Here’s the problem with the SEC refusing to publish regulatory clarity about when digital assets or services are securities. You’re left instead with an ad hoc approach to consumer protection known as “regulation-by-enforcement.”
There are four problems with this capricious and unevenly applied strategy. It’s a serious challenge for any well-meaning innovator striving to comply with existing laws and regulations.
It stifles innovation. Market participants who lack the benefit of the SEC’s thinking prior to designing a product may never create something that uses emerging technologies to solve a previously unsolvable problem.
It creates a legal grey area that allows entities with a higher tolerance for legal risk to offer products that might be bad for consumers.
It’s ineffective. Just ask those who lost money on these crypto lending products.
Let me give another example. When the SEC announced insider trading charges involving a former Coinbase employee last week, it claimed the offenders had illegally traded nine digital assets that were securities.
The SEC has reasons for why it thinks these digital assets are securities, which I’m very skeptical of. Yet, the SEC still failed to disclose its rationale publicly before launching an enforcement action. That kind of approach is patently unfair to developers and investors alike.

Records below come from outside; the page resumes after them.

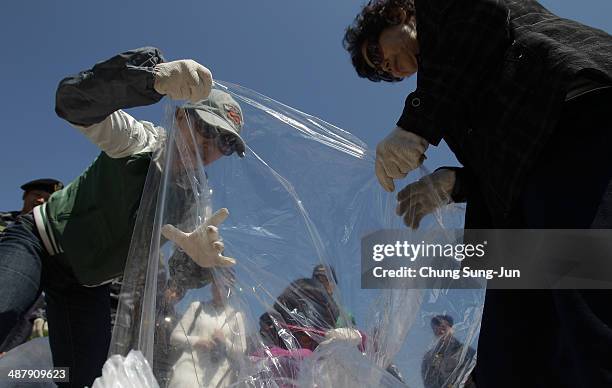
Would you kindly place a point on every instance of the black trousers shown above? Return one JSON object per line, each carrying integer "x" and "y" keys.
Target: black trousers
{"x": 555, "y": 338}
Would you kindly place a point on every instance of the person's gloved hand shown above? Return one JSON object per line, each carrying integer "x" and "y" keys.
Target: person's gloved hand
{"x": 203, "y": 245}
{"x": 183, "y": 80}
{"x": 345, "y": 334}
{"x": 398, "y": 154}
{"x": 40, "y": 328}
{"x": 420, "y": 198}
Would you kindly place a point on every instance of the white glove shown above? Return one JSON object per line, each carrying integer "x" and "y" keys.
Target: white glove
{"x": 398, "y": 154}
{"x": 39, "y": 328}
{"x": 424, "y": 196}
{"x": 345, "y": 334}
{"x": 183, "y": 80}
{"x": 203, "y": 244}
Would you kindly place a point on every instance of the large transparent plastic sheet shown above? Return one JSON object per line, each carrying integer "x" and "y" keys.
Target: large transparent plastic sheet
{"x": 303, "y": 196}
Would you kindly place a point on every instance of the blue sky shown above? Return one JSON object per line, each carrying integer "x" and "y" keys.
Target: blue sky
{"x": 288, "y": 50}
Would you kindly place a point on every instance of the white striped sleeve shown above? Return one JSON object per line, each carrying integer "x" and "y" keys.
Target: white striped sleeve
{"x": 121, "y": 135}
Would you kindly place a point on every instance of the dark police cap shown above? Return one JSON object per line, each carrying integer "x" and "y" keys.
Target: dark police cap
{"x": 47, "y": 184}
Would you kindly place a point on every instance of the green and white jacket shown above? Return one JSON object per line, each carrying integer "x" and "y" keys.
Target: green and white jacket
{"x": 88, "y": 225}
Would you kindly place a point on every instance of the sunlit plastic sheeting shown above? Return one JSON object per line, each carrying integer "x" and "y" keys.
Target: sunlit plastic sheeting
{"x": 132, "y": 371}
{"x": 299, "y": 203}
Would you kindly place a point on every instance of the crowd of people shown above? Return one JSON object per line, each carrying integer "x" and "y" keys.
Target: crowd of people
{"x": 519, "y": 94}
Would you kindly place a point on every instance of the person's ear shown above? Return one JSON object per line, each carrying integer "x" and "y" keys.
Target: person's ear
{"x": 396, "y": 15}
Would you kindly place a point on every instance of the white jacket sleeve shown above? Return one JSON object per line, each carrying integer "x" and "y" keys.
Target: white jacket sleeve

Republicans have been arguing for a more thoughtful approach to regulating digital assets. The first place where we should be able to find common ground and chart a path forward for clear, sensible regulation is with stablecoins.
There is clear bipartisan agreement that stablecoins should have stronger consumer protections. I’ve proposed a framework to do that, and am in discussions with several Members to make this proposal bipartisan.
Let me conclude with this. It’s important to investigate any fraud in the crypto market, and any violations of existing law. So while I appreciate today’s hearing topic, it’s a missed opportunity without talking to the SEC.
Moving forward, I hope my colleagues will take a balanced look at these technologies, studying both the consumer risks we will hear about today, as well as the potential for consumer benefits that distributed ledger technology could bring.